Improving transparency in UK real estate investment: An overview of the new Register of Overseas Entities before January deadline
The UK government has introduced a new register that requires overseas owners of UK real estate to reveal their identity before the deadline on 31 January.
This is part of a renewed emphasis on preventing economic crime, hastened by the war in Ukraine and the resulting sanctions against Russia.
The Register of Overseas Entities (ROE) – created under the Economic Crime (Transparency and Enforcement) Act 2022 – was brought into force on 1 August last year and implemented with a view to ensure transparency in UK real estate investment.
Giving the government oversight over transactions that have the potential to be embroiled in criminal activity, the ROE will have extensive implications for future transactions, but can also have a retrospective effect in other situations.
Who does the register affect?
The 2022 Act requires that any overseas entity (OE) wishing to buy, sell or transfer property or land in the UK must identity their beneficial owners and submit the information to Companies House.

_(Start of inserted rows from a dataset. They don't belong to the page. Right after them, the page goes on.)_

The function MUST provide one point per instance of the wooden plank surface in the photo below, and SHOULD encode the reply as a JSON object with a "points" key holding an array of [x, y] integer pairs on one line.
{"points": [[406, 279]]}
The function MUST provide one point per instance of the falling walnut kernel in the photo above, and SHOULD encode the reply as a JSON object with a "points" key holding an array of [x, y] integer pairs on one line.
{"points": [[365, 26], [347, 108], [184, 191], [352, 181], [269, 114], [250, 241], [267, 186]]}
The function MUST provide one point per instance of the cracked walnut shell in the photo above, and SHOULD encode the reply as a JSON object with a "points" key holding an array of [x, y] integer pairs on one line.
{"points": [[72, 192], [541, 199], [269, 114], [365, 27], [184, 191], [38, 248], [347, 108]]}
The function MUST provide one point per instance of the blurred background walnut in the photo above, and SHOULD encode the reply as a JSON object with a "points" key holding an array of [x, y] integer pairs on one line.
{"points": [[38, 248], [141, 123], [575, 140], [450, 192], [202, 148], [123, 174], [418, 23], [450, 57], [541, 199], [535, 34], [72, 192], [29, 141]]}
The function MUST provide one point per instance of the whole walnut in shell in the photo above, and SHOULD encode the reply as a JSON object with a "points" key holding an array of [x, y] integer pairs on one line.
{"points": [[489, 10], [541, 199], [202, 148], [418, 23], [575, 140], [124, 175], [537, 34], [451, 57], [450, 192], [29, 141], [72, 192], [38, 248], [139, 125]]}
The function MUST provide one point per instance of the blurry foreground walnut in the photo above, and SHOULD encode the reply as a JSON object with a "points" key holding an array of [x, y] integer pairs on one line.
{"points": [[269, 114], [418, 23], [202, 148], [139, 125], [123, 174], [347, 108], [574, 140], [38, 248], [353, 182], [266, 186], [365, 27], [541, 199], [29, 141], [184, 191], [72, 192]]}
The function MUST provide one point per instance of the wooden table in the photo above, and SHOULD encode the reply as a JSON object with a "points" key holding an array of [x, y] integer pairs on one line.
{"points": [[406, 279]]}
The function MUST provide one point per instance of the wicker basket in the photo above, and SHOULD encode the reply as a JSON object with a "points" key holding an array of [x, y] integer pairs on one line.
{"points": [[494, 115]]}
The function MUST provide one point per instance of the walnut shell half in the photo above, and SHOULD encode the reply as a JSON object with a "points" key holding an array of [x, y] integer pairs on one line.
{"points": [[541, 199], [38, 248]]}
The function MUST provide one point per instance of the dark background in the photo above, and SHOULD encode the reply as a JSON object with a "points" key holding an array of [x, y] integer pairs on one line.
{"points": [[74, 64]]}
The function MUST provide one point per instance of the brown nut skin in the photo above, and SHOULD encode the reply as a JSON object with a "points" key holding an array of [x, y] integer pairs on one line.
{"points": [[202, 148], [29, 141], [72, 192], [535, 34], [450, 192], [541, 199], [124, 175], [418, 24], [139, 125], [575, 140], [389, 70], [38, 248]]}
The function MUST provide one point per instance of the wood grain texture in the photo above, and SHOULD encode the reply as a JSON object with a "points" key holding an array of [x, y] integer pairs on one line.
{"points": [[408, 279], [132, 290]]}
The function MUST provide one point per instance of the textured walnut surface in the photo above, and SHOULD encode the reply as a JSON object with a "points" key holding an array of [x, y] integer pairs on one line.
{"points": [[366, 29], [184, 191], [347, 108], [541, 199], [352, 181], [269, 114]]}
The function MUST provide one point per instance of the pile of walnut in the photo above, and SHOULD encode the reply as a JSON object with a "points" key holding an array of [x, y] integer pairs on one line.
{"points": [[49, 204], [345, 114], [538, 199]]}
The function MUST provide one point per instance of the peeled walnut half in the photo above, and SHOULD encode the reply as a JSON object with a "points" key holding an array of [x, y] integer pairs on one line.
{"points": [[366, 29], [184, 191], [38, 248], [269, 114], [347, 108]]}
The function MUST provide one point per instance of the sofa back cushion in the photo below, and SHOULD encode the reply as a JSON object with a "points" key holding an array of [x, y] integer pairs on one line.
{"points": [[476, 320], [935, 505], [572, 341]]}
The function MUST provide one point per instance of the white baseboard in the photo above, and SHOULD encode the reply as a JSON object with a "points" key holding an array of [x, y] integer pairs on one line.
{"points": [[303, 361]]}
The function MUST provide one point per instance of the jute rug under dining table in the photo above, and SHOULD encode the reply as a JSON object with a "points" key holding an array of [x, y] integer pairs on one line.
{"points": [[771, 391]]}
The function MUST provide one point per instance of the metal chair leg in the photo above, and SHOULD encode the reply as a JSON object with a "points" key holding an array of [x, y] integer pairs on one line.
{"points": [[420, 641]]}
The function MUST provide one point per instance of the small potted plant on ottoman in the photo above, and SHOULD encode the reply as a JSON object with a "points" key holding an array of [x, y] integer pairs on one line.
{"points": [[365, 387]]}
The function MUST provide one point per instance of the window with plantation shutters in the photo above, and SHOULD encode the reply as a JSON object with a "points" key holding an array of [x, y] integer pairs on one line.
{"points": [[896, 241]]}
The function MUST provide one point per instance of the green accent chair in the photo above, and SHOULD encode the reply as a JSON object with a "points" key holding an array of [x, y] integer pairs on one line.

What is an overseas entity?
A legal entity, such as a company, that has a legal personality, and which is governed by the law of a country or territory outside the United Kingdom.
What is a beneficial owner?
In a similar vein to the current Companies House register of people with significant control, an individual or entity will be deemed to be a beneficial owner if they have significant influence or control over the overseas entity by fulfilling any one of the following requirements:
- they hold, directly or indirectly, more than 25% of the shares;
- they hold, directly or indirectly, more than 25% of the voting rights;
- they hold the right, directly or indirectly, to appoint or remove a majority of the board of directors; or
- they have the right to exercise, or actually exercise, significant influence or control.
Do I need to do anything?
If you are an overseas entity or a beneficial owner of an OE, urgent consideration should be given as to whether you may need to be registered in the ROE when opting to own, lease or dispose of UK property.
An overseas entity that fails to register or submits incorrect information to Companies House may be liable for both civil and criminal sanctions.
Due to HM Land Registry’s ability to impose restrictions, failing this will also result in the OE not being registered as the legal owner of the property or land in the UK.
It is therefore advisable for any overseas entities who hold an interest in or are considering a transaction involving UK property to take appropriate legal advice at an early stage to ensure they are fulfilling their obligations to register before the registration deadline on 31 January 2023.